My instance has been running for 23 days, and I am pretty much the only active local user:
So if you’re the only user (let’s assume for ease) then, that represents all the updates (posts, comments, votes) from each community that you are subscribed to?
Yeah, and I purposely subscribe to (or sometimes have a dedicated “federation helper bot” account I run subscribe to) most of the most popular communities on the most popular instances so I can get a decent sampling of what’s going on in the fediverse on the “All” feed. So I assume my storage usage is maybe a bit higher than what an “average” single-user instance may be…
lmao same here. I have a spare account that I use to sub to everything worth subbing to. I haven’t automated it yet though.
Ooh, that’s a really good idea, I need a federation helper bot/account when I start self-hosting a Lemmy instance!
Yeah it’s not automated or anything, I just pop an incognito window and use it when there is a communitI think is worth seeing sometimes in “All” (or just for archiving purposes) but don’t want to clutter “Subscribed”. I may make something to auto-subscribe to communities meeting some criteria or something at some point in the future…
Do you also post stuff? I mean my instance is only about an hour old, but I’ve subscribed to some communities, yet I don’t see the picture service consuming the S3 storage I’ve configured
Lemmy caches every thumbnail of every post for like a month or something using Pictrs, so that storage will eventually hit a sort of equilibrium and start growing much more slowly (only reflecting post/thumbnail volume during the cache time).
Between profile images, community banners/icons, post images etc. there are probably a few dozen images that will be sticking around for the long haul at the moment.

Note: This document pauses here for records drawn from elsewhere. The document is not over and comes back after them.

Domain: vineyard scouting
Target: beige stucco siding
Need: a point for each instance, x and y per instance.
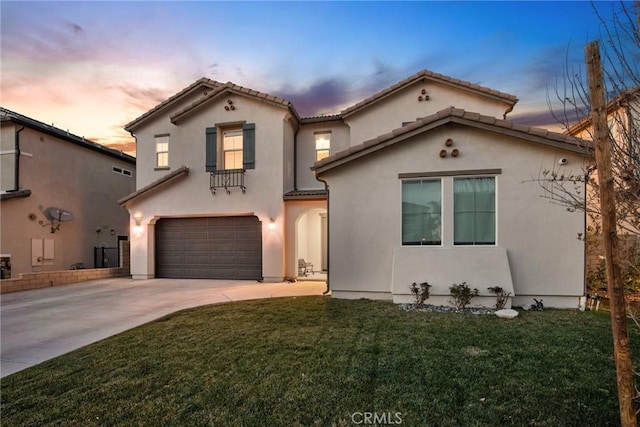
(67, 176)
(545, 257)
(306, 149)
(7, 157)
(191, 195)
(404, 106)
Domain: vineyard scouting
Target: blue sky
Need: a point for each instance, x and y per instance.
(91, 67)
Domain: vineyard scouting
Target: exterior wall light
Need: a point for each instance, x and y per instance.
(137, 229)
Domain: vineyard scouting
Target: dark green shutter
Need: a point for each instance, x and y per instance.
(249, 146)
(212, 149)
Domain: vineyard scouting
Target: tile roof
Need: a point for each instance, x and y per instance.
(618, 102)
(154, 186)
(430, 75)
(221, 89)
(453, 115)
(321, 118)
(7, 115)
(212, 89)
(202, 83)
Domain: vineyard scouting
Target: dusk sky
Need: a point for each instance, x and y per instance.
(92, 67)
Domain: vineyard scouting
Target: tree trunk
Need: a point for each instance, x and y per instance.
(622, 352)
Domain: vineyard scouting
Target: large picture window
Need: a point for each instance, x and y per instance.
(474, 211)
(421, 212)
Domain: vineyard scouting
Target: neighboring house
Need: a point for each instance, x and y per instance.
(225, 190)
(59, 197)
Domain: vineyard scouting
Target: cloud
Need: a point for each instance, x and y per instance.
(139, 97)
(322, 96)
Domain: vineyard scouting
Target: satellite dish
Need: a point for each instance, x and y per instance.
(56, 214)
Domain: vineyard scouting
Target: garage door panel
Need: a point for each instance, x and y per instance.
(191, 247)
(216, 248)
(196, 259)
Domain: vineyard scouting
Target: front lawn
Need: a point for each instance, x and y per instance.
(314, 361)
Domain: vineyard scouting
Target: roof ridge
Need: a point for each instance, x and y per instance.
(424, 73)
(449, 114)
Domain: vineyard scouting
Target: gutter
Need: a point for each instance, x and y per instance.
(326, 187)
(16, 185)
(295, 156)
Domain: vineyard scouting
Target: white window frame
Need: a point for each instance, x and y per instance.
(238, 131)
(323, 150)
(441, 225)
(159, 141)
(447, 209)
(495, 211)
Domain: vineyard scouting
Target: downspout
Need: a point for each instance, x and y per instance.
(326, 187)
(587, 175)
(16, 185)
(295, 157)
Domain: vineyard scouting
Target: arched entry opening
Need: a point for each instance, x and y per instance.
(311, 242)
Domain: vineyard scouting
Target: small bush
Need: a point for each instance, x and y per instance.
(462, 294)
(420, 292)
(501, 296)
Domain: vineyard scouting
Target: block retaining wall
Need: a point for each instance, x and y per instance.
(45, 279)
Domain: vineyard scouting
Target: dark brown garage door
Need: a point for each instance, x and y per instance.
(209, 248)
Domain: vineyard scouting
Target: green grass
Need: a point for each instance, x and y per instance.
(315, 361)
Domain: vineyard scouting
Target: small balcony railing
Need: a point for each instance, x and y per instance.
(227, 179)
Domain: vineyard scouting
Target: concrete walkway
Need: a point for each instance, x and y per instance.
(44, 323)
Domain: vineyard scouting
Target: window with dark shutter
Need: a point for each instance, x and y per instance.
(249, 146)
(211, 149)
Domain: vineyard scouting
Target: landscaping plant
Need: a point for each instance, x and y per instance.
(501, 296)
(420, 292)
(462, 294)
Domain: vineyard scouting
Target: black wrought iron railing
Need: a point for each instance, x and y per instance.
(227, 179)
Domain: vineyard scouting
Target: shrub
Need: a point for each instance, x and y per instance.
(462, 294)
(420, 292)
(501, 296)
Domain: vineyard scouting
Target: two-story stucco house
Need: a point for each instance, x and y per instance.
(59, 197)
(419, 182)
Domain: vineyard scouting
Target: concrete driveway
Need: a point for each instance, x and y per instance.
(44, 323)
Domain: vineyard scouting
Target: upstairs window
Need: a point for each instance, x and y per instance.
(421, 212)
(230, 147)
(474, 210)
(162, 151)
(323, 144)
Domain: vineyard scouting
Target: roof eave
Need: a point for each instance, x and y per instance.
(508, 99)
(154, 186)
(387, 140)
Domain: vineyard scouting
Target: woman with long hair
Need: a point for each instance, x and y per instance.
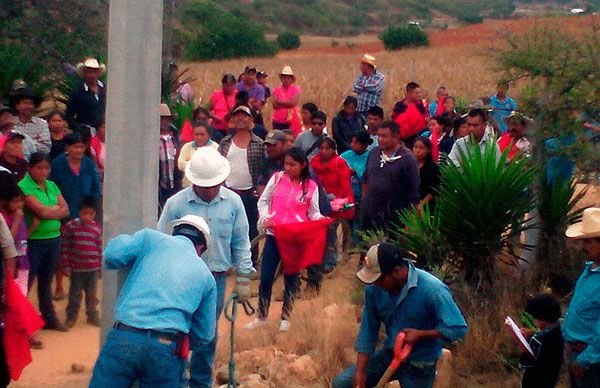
(291, 196)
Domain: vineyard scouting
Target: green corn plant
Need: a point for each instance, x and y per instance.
(481, 206)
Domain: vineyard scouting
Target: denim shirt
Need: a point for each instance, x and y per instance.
(582, 321)
(424, 303)
(168, 287)
(226, 218)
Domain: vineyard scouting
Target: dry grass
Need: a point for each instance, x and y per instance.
(327, 79)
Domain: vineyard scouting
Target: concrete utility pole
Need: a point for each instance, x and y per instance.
(132, 122)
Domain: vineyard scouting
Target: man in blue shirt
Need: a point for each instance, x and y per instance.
(404, 299)
(223, 211)
(581, 327)
(169, 294)
(502, 106)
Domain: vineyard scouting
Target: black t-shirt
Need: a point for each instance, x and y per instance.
(543, 371)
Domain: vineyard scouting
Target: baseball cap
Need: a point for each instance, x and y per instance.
(274, 136)
(381, 260)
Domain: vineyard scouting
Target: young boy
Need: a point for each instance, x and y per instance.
(82, 255)
(547, 344)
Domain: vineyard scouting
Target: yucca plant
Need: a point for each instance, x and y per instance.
(557, 204)
(419, 232)
(481, 206)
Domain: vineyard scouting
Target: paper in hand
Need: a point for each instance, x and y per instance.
(510, 323)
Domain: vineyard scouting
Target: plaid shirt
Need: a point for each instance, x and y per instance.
(256, 154)
(369, 90)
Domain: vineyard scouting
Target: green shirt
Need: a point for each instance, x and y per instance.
(47, 228)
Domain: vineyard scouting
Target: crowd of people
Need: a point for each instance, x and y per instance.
(232, 181)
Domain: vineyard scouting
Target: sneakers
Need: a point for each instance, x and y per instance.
(94, 321)
(70, 322)
(284, 325)
(256, 323)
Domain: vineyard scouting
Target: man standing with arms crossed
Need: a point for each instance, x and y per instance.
(224, 213)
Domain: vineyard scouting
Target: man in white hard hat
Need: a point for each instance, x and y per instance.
(581, 327)
(223, 210)
(369, 85)
(169, 297)
(87, 102)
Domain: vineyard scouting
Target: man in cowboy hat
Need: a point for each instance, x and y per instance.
(581, 327)
(369, 84)
(405, 299)
(224, 213)
(25, 103)
(169, 294)
(87, 102)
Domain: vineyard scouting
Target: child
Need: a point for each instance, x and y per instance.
(82, 254)
(547, 344)
(289, 197)
(201, 139)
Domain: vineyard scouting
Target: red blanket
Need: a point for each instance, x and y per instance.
(21, 322)
(301, 244)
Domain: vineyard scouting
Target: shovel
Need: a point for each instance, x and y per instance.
(401, 352)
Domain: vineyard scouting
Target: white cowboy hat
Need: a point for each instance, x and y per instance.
(207, 168)
(195, 221)
(287, 70)
(92, 63)
(589, 227)
(369, 60)
(165, 111)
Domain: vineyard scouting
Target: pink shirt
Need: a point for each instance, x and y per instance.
(282, 115)
(221, 107)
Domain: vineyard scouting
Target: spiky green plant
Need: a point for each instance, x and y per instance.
(481, 206)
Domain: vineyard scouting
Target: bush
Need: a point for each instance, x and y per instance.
(395, 38)
(288, 40)
(222, 35)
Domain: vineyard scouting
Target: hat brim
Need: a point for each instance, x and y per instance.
(576, 232)
(367, 277)
(80, 66)
(214, 181)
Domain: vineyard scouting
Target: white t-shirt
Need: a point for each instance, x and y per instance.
(239, 178)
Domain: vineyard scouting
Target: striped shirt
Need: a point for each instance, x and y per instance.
(82, 246)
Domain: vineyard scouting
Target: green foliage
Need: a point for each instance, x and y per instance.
(16, 63)
(419, 232)
(395, 38)
(481, 205)
(288, 40)
(222, 35)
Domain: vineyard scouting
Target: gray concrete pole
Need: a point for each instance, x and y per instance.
(132, 123)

Your instance only caches thumbnails, so it won’t take much space. The full images are served from the remote instance. So you basically only store whatever your users upload.
It won’t scale linearly. A lot of those users will be subscribed to subs the instance is already replicating. It would only be new subs that would add to the growth.
And only active subs. And even then, it’s just text and tiny thumbnails.
Question if you know: does a lemmy instance have to be publically accessable to work? Like, if I make an instance on my homelab can the instance “fetch” content and serve it faster locally? Could I reply to a post and have others see it? Etc
wondering this also! wouldnt it require a domain for your account though?
Now I wonder how viable it would be to support video hosting. The answer is almost certainly “God no!”
It is viable through other hostings
Honestly, Less than I thought!
Interesting, I thought it would be waaayyy more
At the end of the day the vast majority of what needs to be saved is text. If media content is embedded, the the server just has to save the path to the file not the file itself.
Yeah lemmy seems to use just about nothing for data storage.
Wow, that is surprisingly not bad given the size of the instance!
Feels like this will benefit from some sort of fuzzy deduplication in the pictrs storage. I bet there are a lot of similar pics in there. E.g. if one pic or a gif is very similar to another, say just different quality or size, or compression, it should keep only one copy. It might already do this for the same files uploaded by different people as those can be compared trivially via hashing, but I doubt it does similarity based deduplication.
That’s not super terrible given the size of lemmy.world.